Hacker News new | ask | show | jobs
by butterfi 894 days ago
While I don’t necessarily agree with the NYT, I fail to see how or why LLMs are entitled to consume other peoples work for their own material gain.
2 comments

That's pretty much the entire point of many publications. You think readers of Financial Times aren't reading FT in the hopes of getting their own material gain? What about Wall St analysts? Consuming something for gain is not copyright infringement, distributing it for gain is.
The people who read the FT usually pay for it. Most of these LLMs are trained on a set of pirated content that they didn't pay for - https://shkspr.mobi/blog/2023/07/fruit-of-the-poisonous-llam...

Most copyrighted works will specifically say that the customer / user is prohibited from storing and reproducing those works.

Yet fair use can trump the owner's prohibitions. Your ISP can cache copyrighted materials, storing and reproducing them for other customers. Your browser stores the copyrighted images in your cache and 'reproduces' them if you browse the same page again.

It's a complicated area, not clear cut at all

If it’s illegal to make any material gain off skills learned through other people’s work, we’re all criminals.
Computers aren't humans.

I feel like I'm going to be saying a lot in the coming years, as more and more people's brains get broken by false anthropomorphization.

Maybe getting too off topic for the thread, but it feels like equating machine and human output reaches a level of nihilism even I shudder at. I think (hope) there is intrinsic value in something being made by a human being even if a machine could do comparable work 100x faster.
On this point, you and I agree.
Exactly this.

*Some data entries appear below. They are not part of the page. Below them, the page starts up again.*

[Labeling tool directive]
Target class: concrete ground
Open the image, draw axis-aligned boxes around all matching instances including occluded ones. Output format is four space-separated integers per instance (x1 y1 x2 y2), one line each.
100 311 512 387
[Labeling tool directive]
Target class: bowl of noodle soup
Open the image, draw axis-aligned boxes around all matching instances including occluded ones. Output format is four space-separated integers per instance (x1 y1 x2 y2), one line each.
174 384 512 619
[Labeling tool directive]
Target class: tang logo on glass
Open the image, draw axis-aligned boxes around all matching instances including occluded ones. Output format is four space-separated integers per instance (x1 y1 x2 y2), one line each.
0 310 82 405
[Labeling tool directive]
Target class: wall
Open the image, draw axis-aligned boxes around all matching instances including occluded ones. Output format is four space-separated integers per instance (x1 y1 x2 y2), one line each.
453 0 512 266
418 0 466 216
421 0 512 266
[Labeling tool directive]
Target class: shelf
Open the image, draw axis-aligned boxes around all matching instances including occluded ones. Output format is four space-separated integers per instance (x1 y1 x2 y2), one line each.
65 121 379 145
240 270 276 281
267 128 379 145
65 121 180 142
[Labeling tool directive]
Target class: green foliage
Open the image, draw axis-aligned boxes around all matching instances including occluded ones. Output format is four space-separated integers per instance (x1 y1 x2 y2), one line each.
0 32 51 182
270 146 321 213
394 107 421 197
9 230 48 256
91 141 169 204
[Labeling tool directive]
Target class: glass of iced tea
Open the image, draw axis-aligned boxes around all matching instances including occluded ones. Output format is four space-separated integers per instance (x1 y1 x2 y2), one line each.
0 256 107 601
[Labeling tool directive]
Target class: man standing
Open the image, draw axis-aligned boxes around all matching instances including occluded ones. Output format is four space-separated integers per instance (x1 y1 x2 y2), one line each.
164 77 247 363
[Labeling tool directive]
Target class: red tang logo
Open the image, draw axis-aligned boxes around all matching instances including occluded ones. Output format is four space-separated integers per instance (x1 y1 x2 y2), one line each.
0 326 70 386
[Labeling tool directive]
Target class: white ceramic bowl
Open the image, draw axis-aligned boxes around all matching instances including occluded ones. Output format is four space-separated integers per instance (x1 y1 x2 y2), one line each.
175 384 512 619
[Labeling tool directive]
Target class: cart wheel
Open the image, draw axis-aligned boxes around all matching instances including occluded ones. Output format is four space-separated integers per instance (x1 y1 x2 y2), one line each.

If I read a blog summary of a paywalled article that enhances my knowledge and I use it to do my day job better, did I infringe on the original copyright?
If you regurgitate the paywalled article verbatim, as a service, for customers, then yes, you infringed. If you didn't, and you didn't build a system that has some probability of doing so, then no, you didn't. How is this so hard to understand.
Because it’s a hard problem! there are nuances to this complex problem that need to be thought through before reducing too much.

In this case, then, regurgitation is the problem then, not the fact that it was ‘read’.

If the models ensured that probability of regurgitation is near-zero, would that be ok?

If I had a gadget that might steal your life's savings, but assured you the probability was "near-zero", would you be ok with that?

Perhaps you personally would be fine with it. But would it be ok for a court declaring that someone has no recourse, and must accept such an uncompensated risk?